Given the age profile of some of the twin pairs, it is possible that some of them may have children old enough to have a reliable psychiatric diagnosis. A follow up study including offspring of the twin pairs from this study could allow for the examination of transmission and segregation of the variants we have identified in the next generation. Given the relatively low transmission rates of post-zygotic variants from an MZ twin to their offspring [19], if the variants identified here were found in affected offspring of the MZ twins, this would provide additional support for these variants as disease-causing within that pedigree.

This study has some limitations. First, while the sample size is large relative to other studies of MZ twins, the cohort is not sufficiently powered to statistically evaluate the burden of rare, discordant, protein-coding variants. Second, while we have used the case co-twin design to identify post-zygotic variation, we do not have access to the parental genomes to confirm that our variants are de novo. Parental information would also allow us to examine de novo variation shared between both twins. For example, a shared rare, de novo variant with reduced penetrance could conceivably explain the phenotypic discordance between the twins. Third, the average depth of coverage of the WGS data in this study [30x] may not be sufficient to call variants under a somatic model. Whole exome sequencing, which typically uses a depth of coverage of 90x or higher, has had some success in identifying somatic variants in MZ twins discordant for psychosis [57]. This is supported by the lack of evidence of discordant, somatic CNVs, with all candidate variants being rejected on manual review. Fourth, although we aimed to identify post-zygotic variation occurring early in development, it is possible that de novo variants specific to brain tissue may be present [58], and these may not be observable from blood tissue. Finally, while the samples in this study have undergone a comprehensive diagnostic procedure to ascertain the validity of the phenotypic discordance within each twin pair, the unaffected twin may go on to receive a diagnosis later in life. Future follow up with these individuals from register data may be possible, although many of the twin pairs were originally interviewed after typical age of onset of psychotic disorders.

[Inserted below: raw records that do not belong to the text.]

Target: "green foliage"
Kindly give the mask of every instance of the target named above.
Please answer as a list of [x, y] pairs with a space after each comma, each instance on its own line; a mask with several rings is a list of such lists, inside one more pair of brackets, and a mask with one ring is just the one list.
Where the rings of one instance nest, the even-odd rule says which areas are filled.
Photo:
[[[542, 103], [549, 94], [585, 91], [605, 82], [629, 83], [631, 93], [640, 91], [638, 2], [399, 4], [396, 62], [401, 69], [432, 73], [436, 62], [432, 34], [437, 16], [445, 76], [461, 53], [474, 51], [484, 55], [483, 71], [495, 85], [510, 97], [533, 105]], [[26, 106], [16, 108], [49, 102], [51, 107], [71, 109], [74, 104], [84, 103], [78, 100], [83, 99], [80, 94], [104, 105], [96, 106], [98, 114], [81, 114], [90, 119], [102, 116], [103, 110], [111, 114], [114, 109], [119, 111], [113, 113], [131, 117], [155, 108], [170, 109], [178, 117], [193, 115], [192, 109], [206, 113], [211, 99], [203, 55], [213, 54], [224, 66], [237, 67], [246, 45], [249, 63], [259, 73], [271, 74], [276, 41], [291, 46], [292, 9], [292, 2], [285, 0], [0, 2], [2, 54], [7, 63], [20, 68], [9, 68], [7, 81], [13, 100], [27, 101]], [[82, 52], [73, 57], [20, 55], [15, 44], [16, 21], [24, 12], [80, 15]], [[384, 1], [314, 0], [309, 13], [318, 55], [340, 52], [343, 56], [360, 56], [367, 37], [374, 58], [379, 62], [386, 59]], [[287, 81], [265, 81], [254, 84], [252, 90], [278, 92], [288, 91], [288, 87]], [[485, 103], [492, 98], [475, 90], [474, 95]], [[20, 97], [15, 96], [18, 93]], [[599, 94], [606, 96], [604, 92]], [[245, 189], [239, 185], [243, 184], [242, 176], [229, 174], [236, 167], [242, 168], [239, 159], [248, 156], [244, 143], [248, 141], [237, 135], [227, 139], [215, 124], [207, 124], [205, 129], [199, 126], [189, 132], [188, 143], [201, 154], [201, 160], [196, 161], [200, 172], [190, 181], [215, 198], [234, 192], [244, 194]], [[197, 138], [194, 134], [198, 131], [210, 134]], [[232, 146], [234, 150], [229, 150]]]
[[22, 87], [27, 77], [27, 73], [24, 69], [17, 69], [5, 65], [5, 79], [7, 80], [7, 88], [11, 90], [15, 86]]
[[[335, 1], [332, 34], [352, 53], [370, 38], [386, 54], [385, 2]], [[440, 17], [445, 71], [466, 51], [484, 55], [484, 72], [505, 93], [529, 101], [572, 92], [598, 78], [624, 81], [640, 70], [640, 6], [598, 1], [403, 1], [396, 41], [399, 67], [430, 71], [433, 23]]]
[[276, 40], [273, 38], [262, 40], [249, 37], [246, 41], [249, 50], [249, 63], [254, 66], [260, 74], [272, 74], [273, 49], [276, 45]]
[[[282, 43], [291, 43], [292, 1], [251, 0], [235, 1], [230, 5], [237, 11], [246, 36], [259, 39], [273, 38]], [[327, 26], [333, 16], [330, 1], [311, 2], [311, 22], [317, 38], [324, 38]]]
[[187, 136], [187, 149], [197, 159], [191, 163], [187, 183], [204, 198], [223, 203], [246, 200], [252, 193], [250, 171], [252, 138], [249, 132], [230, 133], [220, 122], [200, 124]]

We have performed the largest MZ twin study for discordant psychotic phenotypes to date. While post-zygotic genomic variations are known to contribute to the discordance in phenotype between MZ twins, other factors such as environmental effects and epigenomic variation can also be driving this discordance. Therefore, many studies of MZ twins also look at methylation differences between MZ twins in addition to genomic variation [59, 60]. In this study, we focused on a broad range of genomic variation, from SNVs (both protein-altering and regulatory), to CNVs and repeat expansions, making use of the full potential of WGS data. This study is important as it contributes novel findings to the current body of literature for variants implicated in psychotic disorders and provides a framework for future studies.